North Carolina

The first spill brought 15.4 million gallons of sewage. Lake Wylie now has a second.

Days after the largest sewage spill anyone can recall flowing into Lake Wylie, a second spill occurred at the same site.

About 7:30 a.m. Sunday a Charlotte Water supervisor found a failed bypass pump hose where Long and McIntyre creeks meet. The Charlotte site, near Oakdale Road, had an estimated 15.4 million gallon spill on April 23. Long Creek flows from the site to the northern reach of Lake Wylie.

It empties into the lake at the U.S. National Whitewater Center, upstream of public water intakes serving most of York County and Gaston County, N.C.

Charlotte Water tweeted an update a little after 2 p.m. Monday, linking a blog post where the utility detailed a second spill.

Contractors set up large hoses to route sewage from the broken pipe to the nearest manhole, bypass pumping the sewage while Charlotte Water repairs the pipe. The site was being monitored "periodically" over the weekend, but picked up "due to vandalism and a secondary spill," according to the utility's blog.

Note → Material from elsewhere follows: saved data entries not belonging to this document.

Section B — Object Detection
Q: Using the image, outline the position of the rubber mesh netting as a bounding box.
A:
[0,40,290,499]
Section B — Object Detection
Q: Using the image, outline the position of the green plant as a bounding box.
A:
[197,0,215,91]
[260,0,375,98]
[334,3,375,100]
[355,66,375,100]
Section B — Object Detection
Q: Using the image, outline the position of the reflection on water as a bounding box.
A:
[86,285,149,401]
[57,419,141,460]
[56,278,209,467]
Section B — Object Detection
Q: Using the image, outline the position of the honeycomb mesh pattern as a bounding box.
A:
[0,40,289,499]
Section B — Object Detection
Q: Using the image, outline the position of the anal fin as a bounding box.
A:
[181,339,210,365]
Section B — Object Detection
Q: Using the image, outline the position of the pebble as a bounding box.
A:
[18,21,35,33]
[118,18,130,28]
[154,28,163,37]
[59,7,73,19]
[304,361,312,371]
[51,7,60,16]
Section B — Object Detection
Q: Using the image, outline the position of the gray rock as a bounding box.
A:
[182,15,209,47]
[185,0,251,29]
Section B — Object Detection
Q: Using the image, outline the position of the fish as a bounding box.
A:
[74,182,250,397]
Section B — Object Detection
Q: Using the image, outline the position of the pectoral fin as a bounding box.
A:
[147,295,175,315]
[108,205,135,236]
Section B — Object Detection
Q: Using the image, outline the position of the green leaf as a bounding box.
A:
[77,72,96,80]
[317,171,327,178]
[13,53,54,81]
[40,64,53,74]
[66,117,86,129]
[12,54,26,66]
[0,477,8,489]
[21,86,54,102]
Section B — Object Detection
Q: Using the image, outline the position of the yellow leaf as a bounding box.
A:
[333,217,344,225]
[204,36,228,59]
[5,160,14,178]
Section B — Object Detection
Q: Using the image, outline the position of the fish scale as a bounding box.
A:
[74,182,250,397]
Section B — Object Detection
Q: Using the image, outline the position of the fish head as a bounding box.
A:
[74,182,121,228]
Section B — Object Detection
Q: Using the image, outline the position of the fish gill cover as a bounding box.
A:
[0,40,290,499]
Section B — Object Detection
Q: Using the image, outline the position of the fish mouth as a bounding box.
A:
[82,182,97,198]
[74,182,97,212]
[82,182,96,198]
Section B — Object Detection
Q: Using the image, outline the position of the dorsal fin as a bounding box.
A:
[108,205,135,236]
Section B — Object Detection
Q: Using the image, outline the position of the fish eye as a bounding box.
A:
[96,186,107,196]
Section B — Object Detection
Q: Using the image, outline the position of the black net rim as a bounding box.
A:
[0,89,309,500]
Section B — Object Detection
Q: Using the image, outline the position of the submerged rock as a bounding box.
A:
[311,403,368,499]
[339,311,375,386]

The contractor on Sunday morning found a bypass line was blown out at a joint, just before where the lines cross the creek. The pump had started, according to the post, at 7:10 a.m. to handle morning peak flows. It was shut down at 7:50 a.m. Repairs were made quickly and pumping resumed.

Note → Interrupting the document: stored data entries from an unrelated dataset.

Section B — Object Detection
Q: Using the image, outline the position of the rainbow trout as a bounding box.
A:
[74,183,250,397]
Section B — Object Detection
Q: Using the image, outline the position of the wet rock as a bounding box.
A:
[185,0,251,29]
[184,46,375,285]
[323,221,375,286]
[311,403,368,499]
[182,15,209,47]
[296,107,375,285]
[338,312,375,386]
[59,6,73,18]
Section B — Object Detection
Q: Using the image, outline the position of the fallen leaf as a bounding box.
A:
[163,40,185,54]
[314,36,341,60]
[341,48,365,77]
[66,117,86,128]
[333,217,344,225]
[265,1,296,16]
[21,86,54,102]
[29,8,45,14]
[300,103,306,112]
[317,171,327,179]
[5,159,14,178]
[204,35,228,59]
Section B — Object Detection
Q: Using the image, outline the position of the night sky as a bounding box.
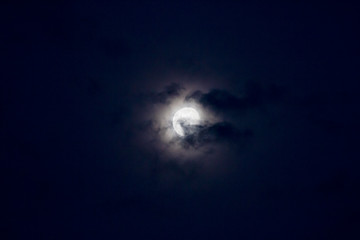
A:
[2,1,360,239]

"Staff estimates 27,000 gallons were spilled as a result of the hose failure," the post reads.

An access road is almost finished, it continued, which will allow heavy machinery to come in and make further pipe repairs.

Last week Mecklenburg County issued a no swim advisory for a large area of the lake and Long Creek, including the whitewater center. That advisory hasn't been lifted.